Borrowings under the Exit Credit Facility may not exceed a “borrowing base” determined by the lenders under the credit facility based on the Company’s oil and natural gas reserves. During the first quarter of 2019, as a result of divestitures consummated in the fourth quarter of 2018, the borrowing base was reduced by $2.0 million to $260.3 million. In addition, in May 2019, in conjunction with the semi-annual redetermination, the borrowing base was reduced by $150.3 million to $110 million, primarily as a result of the divestitures of the San Juan Basin and Mid-Continent assets as well as a decline in bank commodity price assumptions. As of June 30, 2019, the borrowing base under the Exit Credit Facility was $110.0 million. The borrowing base is subject to scheduled redeterminations semi-annually as of April 1 and October 1 of each year with an additional redetermination once per calendar year at the election of either the Company or the lenders.

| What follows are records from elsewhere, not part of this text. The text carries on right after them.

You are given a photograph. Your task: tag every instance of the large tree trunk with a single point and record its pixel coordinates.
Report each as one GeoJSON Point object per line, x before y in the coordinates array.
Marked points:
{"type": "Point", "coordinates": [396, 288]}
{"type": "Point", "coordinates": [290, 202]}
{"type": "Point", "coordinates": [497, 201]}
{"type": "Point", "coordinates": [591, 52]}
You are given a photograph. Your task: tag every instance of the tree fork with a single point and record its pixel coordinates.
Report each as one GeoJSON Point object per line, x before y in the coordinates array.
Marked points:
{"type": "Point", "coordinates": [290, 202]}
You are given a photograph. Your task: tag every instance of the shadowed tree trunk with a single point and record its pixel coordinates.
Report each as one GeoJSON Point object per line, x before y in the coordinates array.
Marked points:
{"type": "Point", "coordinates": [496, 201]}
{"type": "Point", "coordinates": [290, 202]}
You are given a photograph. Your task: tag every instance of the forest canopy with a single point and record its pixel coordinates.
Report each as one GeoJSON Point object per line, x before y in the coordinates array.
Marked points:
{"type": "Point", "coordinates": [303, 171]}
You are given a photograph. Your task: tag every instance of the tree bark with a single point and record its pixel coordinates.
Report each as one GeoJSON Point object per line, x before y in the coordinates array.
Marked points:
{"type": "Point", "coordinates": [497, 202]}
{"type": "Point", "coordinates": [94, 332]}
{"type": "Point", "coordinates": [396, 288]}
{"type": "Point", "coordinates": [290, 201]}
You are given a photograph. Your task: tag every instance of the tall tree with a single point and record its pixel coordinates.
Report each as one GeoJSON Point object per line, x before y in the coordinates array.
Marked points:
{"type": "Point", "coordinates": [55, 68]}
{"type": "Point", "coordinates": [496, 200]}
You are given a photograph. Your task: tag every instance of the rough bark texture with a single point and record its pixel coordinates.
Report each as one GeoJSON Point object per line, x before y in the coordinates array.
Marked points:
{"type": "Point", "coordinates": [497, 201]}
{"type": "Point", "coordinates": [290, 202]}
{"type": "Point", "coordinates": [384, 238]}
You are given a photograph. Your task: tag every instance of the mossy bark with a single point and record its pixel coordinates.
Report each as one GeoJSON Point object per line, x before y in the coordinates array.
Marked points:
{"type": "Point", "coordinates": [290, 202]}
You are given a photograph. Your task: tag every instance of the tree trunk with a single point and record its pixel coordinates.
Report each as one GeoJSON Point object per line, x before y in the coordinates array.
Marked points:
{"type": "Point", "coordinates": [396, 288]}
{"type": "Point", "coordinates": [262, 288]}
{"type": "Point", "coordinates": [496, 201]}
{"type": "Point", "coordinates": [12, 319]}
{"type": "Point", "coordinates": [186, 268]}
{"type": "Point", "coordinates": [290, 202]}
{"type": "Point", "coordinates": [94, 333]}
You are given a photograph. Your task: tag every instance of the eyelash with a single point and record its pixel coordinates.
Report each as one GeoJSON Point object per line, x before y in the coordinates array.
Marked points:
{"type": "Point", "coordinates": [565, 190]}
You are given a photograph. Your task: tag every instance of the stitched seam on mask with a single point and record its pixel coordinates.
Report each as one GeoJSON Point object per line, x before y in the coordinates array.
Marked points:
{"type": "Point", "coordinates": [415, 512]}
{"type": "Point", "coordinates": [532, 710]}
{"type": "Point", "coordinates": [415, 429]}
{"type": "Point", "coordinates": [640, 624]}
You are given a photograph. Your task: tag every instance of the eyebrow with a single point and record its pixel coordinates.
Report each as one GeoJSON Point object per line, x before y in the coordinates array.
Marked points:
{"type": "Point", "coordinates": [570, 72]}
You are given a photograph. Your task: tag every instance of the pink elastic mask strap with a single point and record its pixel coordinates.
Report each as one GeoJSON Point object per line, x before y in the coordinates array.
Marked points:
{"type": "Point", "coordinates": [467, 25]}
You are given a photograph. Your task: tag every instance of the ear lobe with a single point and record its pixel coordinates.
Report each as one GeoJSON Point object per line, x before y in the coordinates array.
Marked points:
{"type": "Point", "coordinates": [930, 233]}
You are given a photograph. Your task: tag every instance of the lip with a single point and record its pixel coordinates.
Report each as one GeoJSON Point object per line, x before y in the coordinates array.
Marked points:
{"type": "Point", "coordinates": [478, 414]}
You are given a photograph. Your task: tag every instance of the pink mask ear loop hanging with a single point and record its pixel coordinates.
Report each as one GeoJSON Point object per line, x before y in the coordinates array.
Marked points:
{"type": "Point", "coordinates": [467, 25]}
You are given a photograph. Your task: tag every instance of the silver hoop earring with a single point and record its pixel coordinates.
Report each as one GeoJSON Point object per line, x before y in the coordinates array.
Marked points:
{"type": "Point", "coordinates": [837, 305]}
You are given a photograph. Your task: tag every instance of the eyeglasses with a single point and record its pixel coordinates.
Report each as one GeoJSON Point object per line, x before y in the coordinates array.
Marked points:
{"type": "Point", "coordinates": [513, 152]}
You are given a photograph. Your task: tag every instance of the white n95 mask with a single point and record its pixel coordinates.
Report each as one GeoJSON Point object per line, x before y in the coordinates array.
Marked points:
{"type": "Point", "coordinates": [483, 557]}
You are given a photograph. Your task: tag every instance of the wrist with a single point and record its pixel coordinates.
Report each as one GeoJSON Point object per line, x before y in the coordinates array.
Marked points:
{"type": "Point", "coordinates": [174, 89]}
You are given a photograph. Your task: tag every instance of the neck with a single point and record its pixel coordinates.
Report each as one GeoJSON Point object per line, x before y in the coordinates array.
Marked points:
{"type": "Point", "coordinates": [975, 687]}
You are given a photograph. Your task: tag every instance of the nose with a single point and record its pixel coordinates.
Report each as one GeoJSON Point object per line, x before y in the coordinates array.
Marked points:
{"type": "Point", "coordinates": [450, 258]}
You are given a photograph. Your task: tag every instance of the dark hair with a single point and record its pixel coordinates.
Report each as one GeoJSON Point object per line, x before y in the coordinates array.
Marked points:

The Exit Credit Facility requires the following (as defined in the Credit Agreement):

·

the Total Debt to EBITDAX ratio covenant to be no greater than 4.0 to 1.0;

·

the current consolidated assets (including unused commitments under the Exit Credit Facility) to current consolidated liabilities to be no less than 1.0 to 1.0;

·

the percentage of Mortgaged Properties to be no less than 95% of the total value of the Oil and Gas Properties evaluated in the most recent Reserve Report;

·

no later than 60 days following the Effective Date, 70% of projected production volumes (excluding projected production volumes from certain properties) be hedged (as of the date such swap agreements were executed) for the 18 months following the Effective Date;

·

cash held by the Company be limited to the greater of 5% of the current borrowing base or $30.0 million; and

·

no return of capital to shareholders, however dividends or distributions to shareholders can be made if the Total Debt to EBTIDAX ratio is less than 2.75 to 1.0 and unused availability under the borrowing base is greater than 15%.

As of June 30, 2019, the Company was in compliance with all of these financial covenants.